Kementerian Energi dan Sumber Daya Mineral (ESDM) akan mencabut izin impor badan usaha bahan bakar minyak yang tidak menjalankan perluasan program pencampuran minyak kelapa sawit sebesar 20% (B20) pada solar non subsidi (non Public Service Obligation/PSO).  Perluasan mandatori B20 akan mulai berlaku efektif mulai hari ini, Sabtu (1/9).

Direktur Jenderal Energi Baru, Terbarukan, dan Konservasi Energi (EBTKE) Kementerian ESDM Rida Mulyana mengatakan penggunaan B20 akan mulai diperiksa sebelum mengeluarkan izin impor bahan bakar. “Kalau tidak ada surat pengadaan biodiesel, izin impor tidak akan dikeluarkan,” kata Rida di Jakarta, Jumat (31/8).
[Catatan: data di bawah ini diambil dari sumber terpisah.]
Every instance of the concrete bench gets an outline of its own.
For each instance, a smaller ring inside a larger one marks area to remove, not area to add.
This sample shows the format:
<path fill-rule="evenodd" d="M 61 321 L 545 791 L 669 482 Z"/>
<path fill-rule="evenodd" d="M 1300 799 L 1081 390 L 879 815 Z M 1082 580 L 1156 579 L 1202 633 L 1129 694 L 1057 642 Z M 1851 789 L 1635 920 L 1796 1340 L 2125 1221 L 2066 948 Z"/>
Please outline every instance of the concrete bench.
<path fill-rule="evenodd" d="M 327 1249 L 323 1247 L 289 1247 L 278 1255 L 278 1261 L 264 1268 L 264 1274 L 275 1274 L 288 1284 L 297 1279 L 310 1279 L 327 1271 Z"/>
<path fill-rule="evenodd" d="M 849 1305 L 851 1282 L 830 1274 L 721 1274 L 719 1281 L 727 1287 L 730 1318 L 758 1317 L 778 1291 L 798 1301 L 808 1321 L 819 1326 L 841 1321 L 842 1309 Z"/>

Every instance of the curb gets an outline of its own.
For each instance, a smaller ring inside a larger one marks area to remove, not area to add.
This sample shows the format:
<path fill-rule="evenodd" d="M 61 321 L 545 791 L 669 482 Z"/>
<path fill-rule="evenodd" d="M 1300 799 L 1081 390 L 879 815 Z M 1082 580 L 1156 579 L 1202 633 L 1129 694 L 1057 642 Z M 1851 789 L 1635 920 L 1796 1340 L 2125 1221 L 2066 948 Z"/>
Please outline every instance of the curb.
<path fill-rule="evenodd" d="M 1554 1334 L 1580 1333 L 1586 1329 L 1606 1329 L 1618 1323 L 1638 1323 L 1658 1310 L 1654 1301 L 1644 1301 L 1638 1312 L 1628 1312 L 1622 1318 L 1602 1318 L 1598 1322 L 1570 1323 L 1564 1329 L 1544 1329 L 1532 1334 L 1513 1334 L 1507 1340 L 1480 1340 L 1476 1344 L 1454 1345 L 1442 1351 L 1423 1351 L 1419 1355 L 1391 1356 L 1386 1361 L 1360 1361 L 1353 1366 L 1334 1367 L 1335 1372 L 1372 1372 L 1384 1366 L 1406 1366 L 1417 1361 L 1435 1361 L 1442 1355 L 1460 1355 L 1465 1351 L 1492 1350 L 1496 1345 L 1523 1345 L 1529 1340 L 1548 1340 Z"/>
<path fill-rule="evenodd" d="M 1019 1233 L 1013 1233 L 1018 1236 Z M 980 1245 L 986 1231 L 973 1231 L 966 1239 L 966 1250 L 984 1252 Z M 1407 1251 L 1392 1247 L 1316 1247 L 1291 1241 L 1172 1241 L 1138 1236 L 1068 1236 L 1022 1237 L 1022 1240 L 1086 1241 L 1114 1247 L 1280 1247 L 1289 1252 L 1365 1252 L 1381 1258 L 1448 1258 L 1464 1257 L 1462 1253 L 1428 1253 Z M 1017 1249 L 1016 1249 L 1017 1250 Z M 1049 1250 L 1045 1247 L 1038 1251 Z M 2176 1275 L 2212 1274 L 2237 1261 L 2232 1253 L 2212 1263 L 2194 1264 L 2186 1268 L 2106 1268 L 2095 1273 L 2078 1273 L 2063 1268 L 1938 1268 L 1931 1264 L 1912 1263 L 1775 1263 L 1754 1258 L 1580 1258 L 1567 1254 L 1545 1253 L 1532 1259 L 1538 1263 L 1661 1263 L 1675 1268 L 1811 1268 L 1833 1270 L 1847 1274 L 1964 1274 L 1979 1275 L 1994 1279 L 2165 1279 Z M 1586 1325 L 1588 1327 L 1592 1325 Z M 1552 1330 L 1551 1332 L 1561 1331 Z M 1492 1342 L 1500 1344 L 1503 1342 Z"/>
Dia pun menyebut Kementerian ESDM akan melakukan audit secara diam-diam agar badan usaha bahan bakar minyak dan bahan bakar nabati benar-benar melaksanakan kewajibannya.

(Baca : Pelonggaran Kebijakan Biodiesel B20 Selama Masa Uji 6 Bulan)

Pemantauan itu antara lain mencakup terkait standardisasi B20, pencampuran, mekanisme penyimpanan, serta prosedur penyaluran. Bahkan. Rida juga memastikan pemerintah akan terus melakukan pengawasan untuk meminimalisir masalah yang ada saat pelaksanaan.

Pengawasan implementasi B20 juga dilakukan Badan Pengelola Dana Perkebunan (BPDP) Kelapa Sawit berkoordinasi dengan Asosiasi Produsen Biofuels Indonesia (Aprobi).

“Kami akan lakukan pengawasan selain ada surveyor independen yang melakukan audit,” ujar Rida.

Menanggapi implementasi B20, Pertamina mengaku telah melakukan sejumlah persiapan. Direktur Utama PT Pertamina (Persero) Nicke Widyawati menjelaskan pihaknya akan memastikan Terminal Bahan Bakar Minyak (TBBM) optimal untuk dapat suplai Fatty Acid Methyl Esters (FAME) dari produsen biodiesel. Tercatat, hanya 60 unit terminal dari keseluruhan 112 TBBM yang mendapatkan suplai FAME.

Adapun sebanyak 52  terminal sisanya akan dibagi menjadi beberapa klaster utama sebagai penyalur suplai dari produsen biodiesel. Nicke menyebut telah memberikan rincian alokasi kebutuhan beserta 52  titik tersebut kepada Aprobi.

“Kami ingin implementasinya berjalan lancar,” katanya.

(Baca: Pemerintah Kaji Pelonggaran Mandatori B20 untuk Freeport dan PLN)

Sebab beberapa hari sebelumnya, sejumlah perusahaan penyalur bahan bakar minyak tampak kurang siap menyambut penerapan B20. Tercatat hanya 2 perusahaan penyalur BBM yang menandatangani kontrak dengan pemasok FAME. Berdasarkan Keputusan Menteri ESDM Nomor 1936 K/10/MEM/2018, seharusnya ada 11 penyalur BBM yang menandatangani kontrak.

Adapun, perusahaan yang sudah menandatangani kontrak tersebut adalah ExxonMobil Lubricant Indonesia. ExxonMobil menandatangani kontrak dengan PT Cemerlang Energi Perkasa, PT LDC Indonesia dan PT Sinarmas Bio Energy. Dengan kontrak itu, ExxonMobil mendapat pasokan 73.050 kiloliter FAME dari tiga perusahaan tersebut.

Perusahaan lainnya yang sudah menandatangani kontrak adalah Petro Andalan Nusantara dengan PT Wilmar Bioenergi Indonesia, PT Wilmar Nabati Indonesia, dan PT Multi Nabati Sulawesi dengan total pasokan biodiesel sebesar 60.000 kiloliter.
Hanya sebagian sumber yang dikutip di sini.